A topknot is to dirty hair what champagne is to a girls’ night out: absolutely essential if you want to do it right. If there’s a hairstyle that’s more of a saving grace on mornings you just can’t get it together enough to wash your mane (or afternoons when you’ve managed to sneak in a lunchtime workout), we haven’t found it yet.
“Topknots are a staple for second and third day hair,” explains stylist Amber Mayo, who is based in Arlington, Virginia. “No discrimination on length either, shoulder-length and long can achieve the look, and it looks great smooth and sleek or messy.”
Here’s her easy way to master the topknot:
All topknots should start with "dirty hair". What this means is a day or two of natural hair oils and product buildup, so strands can easily bend into a perfect knot. If you happen to have a fresh blowout, simply flip your hair over and lightly spritz with hairspray, then flip it back up and lightly spray again. The key is to not overspray or use products that are too heavy. Remember: You’re only trying to give your fresh hair some grit and texture, not spray it into place.
For a sleek look:
1. Brush hair up into a loose ponytail and secure with an elastic. For a fierce look, position on top of the head in front of the crown (where the head starts to round) or right at the crown for a tamer look.
3. Coil the ponytail around the hair-tie, making sure not to stack the coils on top of each other.
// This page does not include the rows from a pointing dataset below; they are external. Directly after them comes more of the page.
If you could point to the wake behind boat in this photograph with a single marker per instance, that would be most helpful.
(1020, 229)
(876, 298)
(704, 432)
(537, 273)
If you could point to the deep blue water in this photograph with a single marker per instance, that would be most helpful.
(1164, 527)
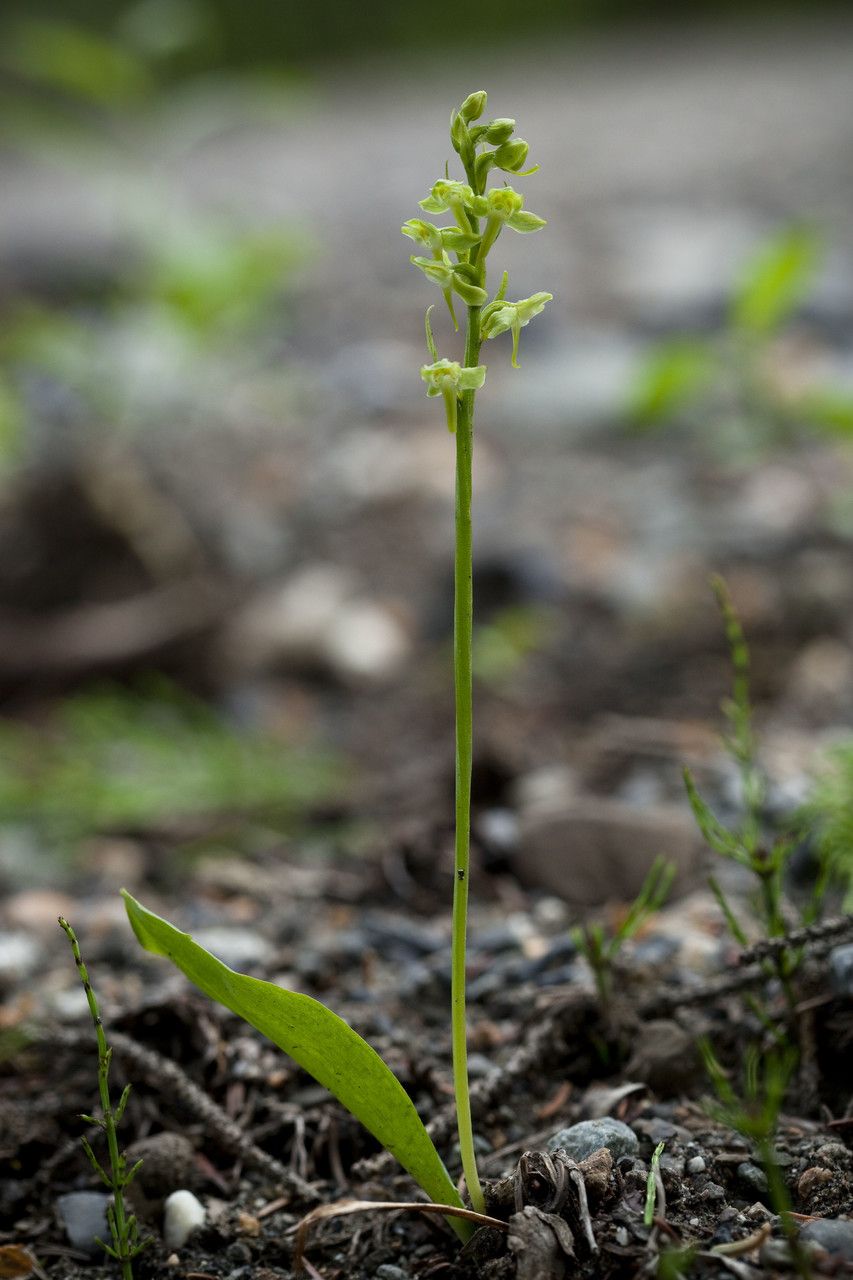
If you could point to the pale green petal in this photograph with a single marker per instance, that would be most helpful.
(525, 222)
(433, 206)
(471, 379)
(469, 293)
The first several wraps should be extremely tight and close to the ponytail holder. Each subsequent wrap can get looser and looser.
4. Once all of the hair is coiled, tuck it under the first coiled layer and secure using bobby pins. When inserting the bobby pin, place the opening towards your scalp, push down and into the knot.
5. Use bobby pins to secure the rest of the knot--front, back and sides. The thickness of your knot will determine how many pins you will need.